The value of small and medium-sized businesses (SMEs) in Europe has slowed, new figures show, compared to the two years preceding 2013.
According to the annual SMEs Performance Review compiled by the European Commission, businesses in the space ‘struggled’ during 2013 – but there is now ‘signs of positive economic recovery’.
During 2013, the numbers of SMEs and the cumulative value added stood above pre-crisis levels recorded in 2008, but employment was ‘some way below’ that mark having dipped by 1.9 million employees – a figure that is 2.16 per cent below the 2008 mark.
Furthermore, the positive value-add statistic is slower than in 2012 when 1.5 per cent was noted, and 2011 when it was 4.2 per cent.

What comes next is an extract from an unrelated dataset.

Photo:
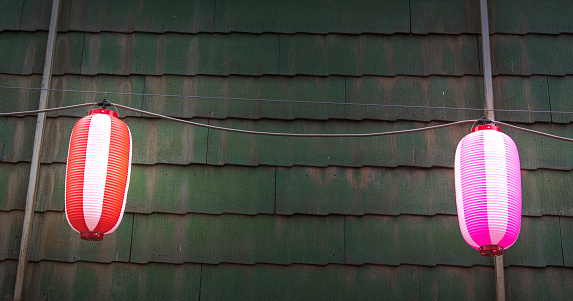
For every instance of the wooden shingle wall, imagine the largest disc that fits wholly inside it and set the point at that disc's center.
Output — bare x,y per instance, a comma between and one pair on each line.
214,215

Ferdinando Nelli Feroci, commissioner for industry and entrepreneurship, says, ‘The continued difficulties facing SMEs underline the need for the EU and the member states to continue their efforts to improve the business climate.
‘We need SMEs to create jobs and the indicators published make it clear that more needs to be done to address obstacles such as difficulty accessing finance if we are to achieve sustained growth among SMEs all across the EU.’
The Commission says that recovery is being primarily driven by medium-sized businesses and micro-firms, while small firms ‘lag behind’. SMEs in construction and manufacturing were hit harder by the crisis, it reveals, while business services, information/communication and real estate proved to be ‘dynamic’.
Looking forward, the value added generated by SMEs in the EU is predicted to grow, rising by 2.8 per cent in 2014 and 3.4 per cent in 2014. Employment is also expected to grow by 0.1 per cent in 2014 and 0.7 per cent in 2015 – a cumulative increase of 740,000 positions.
When the 28 countries of the European Union are brought together, 2013 saw some 21.6 million SMEs in the non-financial business sector employ 88.8 million people and generate €3.666 trillion in value added.